WASHINGTON (Reuters) - The U.S. Supreme Court on Tuesday ruled against Maryland in its bid to revive a program to subsidize natural gas-fired electricity plant construction to serve the power needs of its residents in a case weighing state versus federal authority.
Writing on behalf of the court in the 8-0 ruling, liberal Justice Ruth Bader Ginsburg said the Maryland program infringed upon the U.S. Federal Energy Regulatory Commission’s (FERC) authority to regulate interstate wholesale electricity rates.
The case focused on whether Maryland’s actions to encourage power generation through subsidies and incentives ran afoul of the federal government’s energy regulatory authority. The ruling is likely to resolve a separate case concerning a similar program in New Jersey that also was pending before the high court.

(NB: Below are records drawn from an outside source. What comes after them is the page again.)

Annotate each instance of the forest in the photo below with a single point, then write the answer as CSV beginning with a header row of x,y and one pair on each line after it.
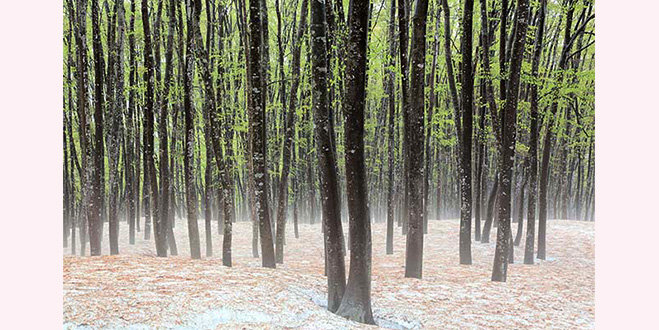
x,y
345,145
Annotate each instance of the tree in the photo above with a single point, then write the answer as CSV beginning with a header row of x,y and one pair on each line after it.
x,y
467,100
149,163
288,138
415,131
356,302
95,209
533,143
324,134
257,121
508,138
391,103
188,164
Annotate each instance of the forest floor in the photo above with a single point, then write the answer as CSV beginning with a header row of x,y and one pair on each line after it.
x,y
137,290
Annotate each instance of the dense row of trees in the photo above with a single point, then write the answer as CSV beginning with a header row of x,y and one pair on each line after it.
x,y
320,111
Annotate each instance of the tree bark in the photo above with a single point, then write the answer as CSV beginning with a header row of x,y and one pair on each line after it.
x,y
533,143
356,302
464,165
508,137
415,131
288,138
149,164
258,141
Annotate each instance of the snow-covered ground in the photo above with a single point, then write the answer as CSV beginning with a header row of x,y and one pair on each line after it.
x,y
139,291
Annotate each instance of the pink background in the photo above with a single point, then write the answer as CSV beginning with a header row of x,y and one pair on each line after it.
x,y
31,174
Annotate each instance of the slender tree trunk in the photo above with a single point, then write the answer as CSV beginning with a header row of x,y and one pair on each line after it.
x,y
149,163
258,141
188,159
533,143
415,132
391,91
335,266
464,165
95,206
163,134
504,237
288,138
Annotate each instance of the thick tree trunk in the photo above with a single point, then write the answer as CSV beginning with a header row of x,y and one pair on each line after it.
x,y
356,302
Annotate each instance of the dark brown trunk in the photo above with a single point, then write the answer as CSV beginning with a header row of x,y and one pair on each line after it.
x,y
508,137
258,141
415,132
356,302
288,138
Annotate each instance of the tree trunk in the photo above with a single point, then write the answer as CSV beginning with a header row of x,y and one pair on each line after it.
x,y
95,205
533,143
508,137
288,138
258,141
356,302
391,91
464,165
415,132
149,164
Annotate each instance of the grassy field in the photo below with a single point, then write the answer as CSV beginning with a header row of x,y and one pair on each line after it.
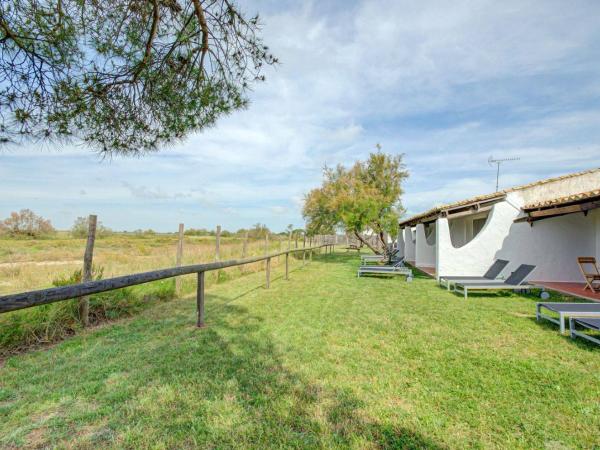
x,y
27,264
324,360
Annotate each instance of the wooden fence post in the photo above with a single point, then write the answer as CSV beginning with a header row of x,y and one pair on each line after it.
x,y
200,300
268,273
88,256
218,244
245,246
178,260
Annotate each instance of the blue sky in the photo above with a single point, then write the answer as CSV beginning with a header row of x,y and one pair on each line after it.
x,y
445,86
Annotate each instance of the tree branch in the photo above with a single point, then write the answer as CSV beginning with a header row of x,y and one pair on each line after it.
x,y
204,28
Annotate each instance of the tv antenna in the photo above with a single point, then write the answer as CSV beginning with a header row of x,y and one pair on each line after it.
x,y
492,161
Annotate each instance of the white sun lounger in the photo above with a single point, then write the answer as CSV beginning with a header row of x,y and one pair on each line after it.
x,y
566,310
515,281
491,274
590,324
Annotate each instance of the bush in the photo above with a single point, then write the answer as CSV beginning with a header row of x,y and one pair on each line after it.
x,y
29,328
26,223
81,225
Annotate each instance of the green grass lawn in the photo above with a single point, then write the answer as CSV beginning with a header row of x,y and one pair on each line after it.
x,y
324,360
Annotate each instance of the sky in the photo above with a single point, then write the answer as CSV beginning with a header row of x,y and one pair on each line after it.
x,y
447,87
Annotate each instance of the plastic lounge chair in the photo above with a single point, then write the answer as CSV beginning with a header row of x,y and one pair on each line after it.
x,y
491,274
386,261
590,324
378,258
398,262
589,270
565,310
397,269
515,281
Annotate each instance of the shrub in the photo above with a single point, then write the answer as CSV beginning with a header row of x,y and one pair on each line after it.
x,y
26,223
29,328
81,225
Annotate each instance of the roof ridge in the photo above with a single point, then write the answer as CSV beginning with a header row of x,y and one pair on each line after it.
x,y
437,209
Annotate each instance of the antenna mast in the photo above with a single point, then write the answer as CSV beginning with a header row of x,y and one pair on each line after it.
x,y
492,161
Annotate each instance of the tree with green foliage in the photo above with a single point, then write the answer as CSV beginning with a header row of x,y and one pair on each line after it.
x,y
124,76
363,198
26,223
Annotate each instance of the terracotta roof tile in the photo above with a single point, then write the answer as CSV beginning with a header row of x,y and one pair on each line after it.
x,y
501,194
564,200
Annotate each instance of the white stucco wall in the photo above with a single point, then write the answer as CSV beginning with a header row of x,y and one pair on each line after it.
x,y
424,252
400,242
409,245
552,245
474,257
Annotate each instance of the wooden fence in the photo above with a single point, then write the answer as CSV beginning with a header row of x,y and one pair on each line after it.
x,y
30,299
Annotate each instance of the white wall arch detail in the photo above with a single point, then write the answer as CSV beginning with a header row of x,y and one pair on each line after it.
x,y
475,257
424,252
409,245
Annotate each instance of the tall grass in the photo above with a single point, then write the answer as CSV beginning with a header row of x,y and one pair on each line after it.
x,y
27,264
46,324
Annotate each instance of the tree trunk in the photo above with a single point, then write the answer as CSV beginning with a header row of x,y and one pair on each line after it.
x,y
367,243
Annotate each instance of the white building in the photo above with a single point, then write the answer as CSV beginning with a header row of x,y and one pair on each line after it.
x,y
548,223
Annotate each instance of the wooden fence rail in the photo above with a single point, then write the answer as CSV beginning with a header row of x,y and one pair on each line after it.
x,y
29,299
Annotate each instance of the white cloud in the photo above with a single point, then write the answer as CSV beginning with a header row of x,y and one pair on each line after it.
x,y
448,86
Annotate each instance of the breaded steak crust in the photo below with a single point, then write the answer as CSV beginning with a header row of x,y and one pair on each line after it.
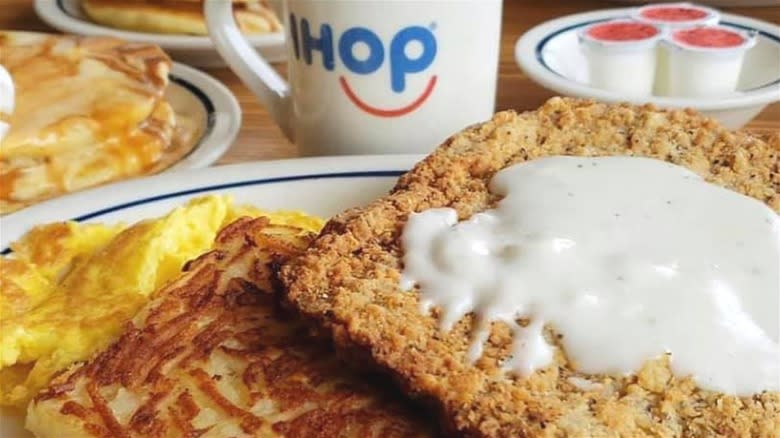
x,y
212,356
347,283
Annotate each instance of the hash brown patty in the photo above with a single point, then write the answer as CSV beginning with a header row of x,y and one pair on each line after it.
x,y
212,356
347,283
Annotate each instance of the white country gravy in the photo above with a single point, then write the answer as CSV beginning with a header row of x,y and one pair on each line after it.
x,y
628,258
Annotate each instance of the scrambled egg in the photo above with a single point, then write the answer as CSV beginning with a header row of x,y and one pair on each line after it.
x,y
68,288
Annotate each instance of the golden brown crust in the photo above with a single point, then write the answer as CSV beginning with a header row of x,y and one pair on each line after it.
x,y
347,282
212,355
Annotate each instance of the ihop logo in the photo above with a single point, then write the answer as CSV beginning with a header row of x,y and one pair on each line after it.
x,y
395,52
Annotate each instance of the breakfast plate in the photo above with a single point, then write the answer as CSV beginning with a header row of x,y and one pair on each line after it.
x,y
208,117
550,55
67,16
322,186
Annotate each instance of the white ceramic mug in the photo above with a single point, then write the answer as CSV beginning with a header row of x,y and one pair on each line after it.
x,y
372,76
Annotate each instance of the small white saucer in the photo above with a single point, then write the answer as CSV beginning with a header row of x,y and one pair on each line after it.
x,y
67,16
207,106
550,55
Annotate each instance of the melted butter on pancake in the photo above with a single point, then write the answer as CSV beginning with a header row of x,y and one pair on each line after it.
x,y
177,16
88,111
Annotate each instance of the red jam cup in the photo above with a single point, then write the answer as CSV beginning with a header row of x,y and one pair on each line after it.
x,y
621,55
706,61
676,15
672,16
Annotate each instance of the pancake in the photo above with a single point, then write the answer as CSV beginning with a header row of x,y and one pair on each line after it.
x,y
89,110
177,16
347,283
213,355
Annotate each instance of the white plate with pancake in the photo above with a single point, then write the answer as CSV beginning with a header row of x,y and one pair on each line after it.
x,y
322,186
207,113
68,16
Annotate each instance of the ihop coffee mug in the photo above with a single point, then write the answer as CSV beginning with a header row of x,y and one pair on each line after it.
x,y
372,76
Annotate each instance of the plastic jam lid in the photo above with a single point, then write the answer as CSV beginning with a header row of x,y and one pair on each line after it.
x,y
713,37
673,13
622,31
677,14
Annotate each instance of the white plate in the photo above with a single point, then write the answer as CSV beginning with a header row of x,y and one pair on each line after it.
x,y
206,109
67,16
209,108
550,55
323,186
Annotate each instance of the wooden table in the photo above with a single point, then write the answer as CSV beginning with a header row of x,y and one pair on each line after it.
x,y
260,139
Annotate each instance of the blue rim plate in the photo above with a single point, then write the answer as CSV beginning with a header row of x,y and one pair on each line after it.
x,y
67,16
532,52
322,186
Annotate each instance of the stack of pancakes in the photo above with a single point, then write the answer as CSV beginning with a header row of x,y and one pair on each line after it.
x,y
177,16
88,110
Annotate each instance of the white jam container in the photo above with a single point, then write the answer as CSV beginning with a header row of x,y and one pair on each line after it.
x,y
676,15
7,100
672,16
706,61
621,55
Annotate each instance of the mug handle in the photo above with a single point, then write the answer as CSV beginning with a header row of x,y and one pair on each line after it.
x,y
257,74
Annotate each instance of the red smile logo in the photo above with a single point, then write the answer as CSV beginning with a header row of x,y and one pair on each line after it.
x,y
387,112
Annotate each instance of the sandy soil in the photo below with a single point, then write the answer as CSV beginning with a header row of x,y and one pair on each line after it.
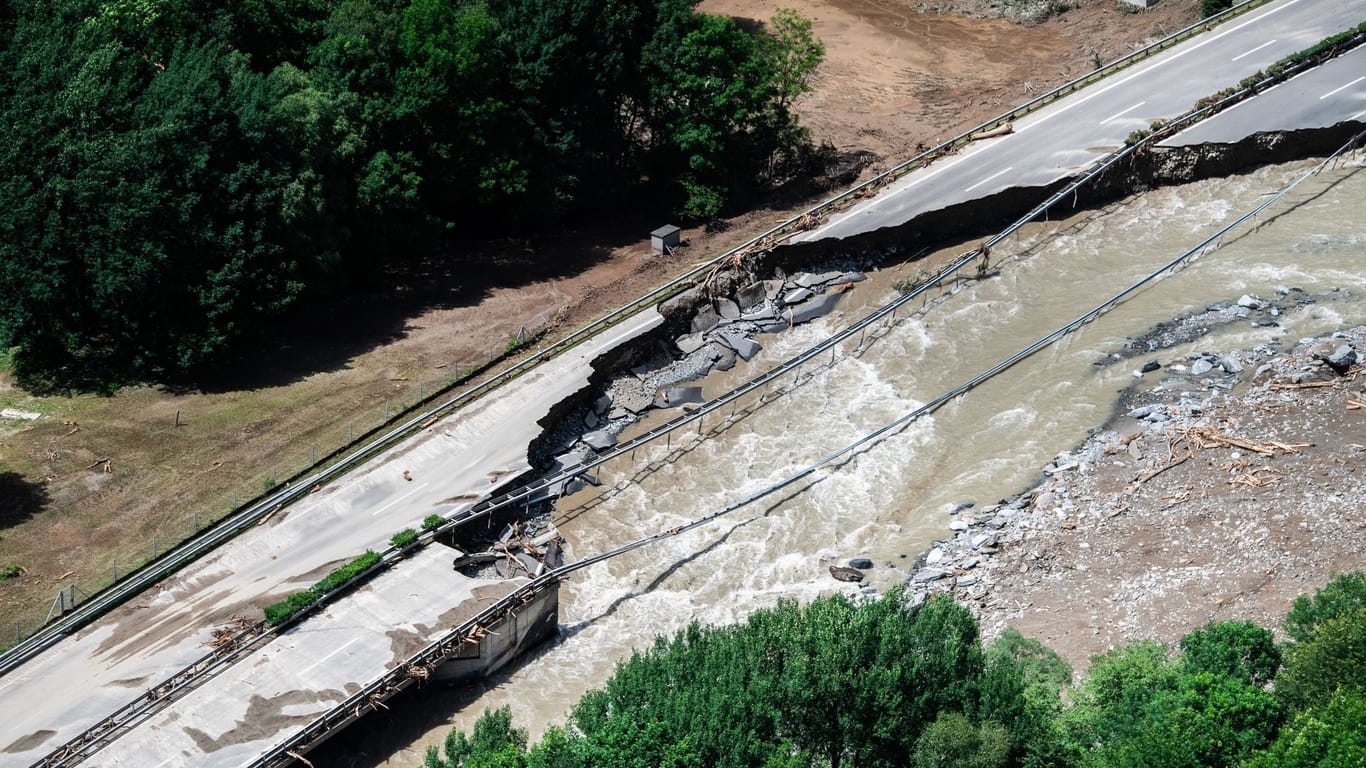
x,y
100,483
1208,506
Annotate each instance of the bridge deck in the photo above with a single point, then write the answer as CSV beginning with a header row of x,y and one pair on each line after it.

Ginsburg said that “states may not seek to achieve ends, however legitimate, through regulatory means that intrude on FERC’s authority over interstate wholesale rates, as Maryland has done here.”
The Maryland and New Jersey programs were challenged by power company PPL Corp and other generators. The states were backed by companies that wanted to build new plants, including CPV Holdings.
The New Jersey program was enacted through a law in 2011. The Maryland Public Service Commission adopted its own version a year later.
In separate 2014 decisions, appeals courts ruled against both states’ programs, saying they infringed upon federal authority to regulate wholesale electricity markets.
New Jersey and Maryland appealed those rulings to the Supreme Court.
In a different case, the court in January ruled again in favor of FERC’s authority. The agency was defending a regulation aimed at encouraging efficiency in the electricity market by having electrical grid operators pay users to reduce consumption at peak times.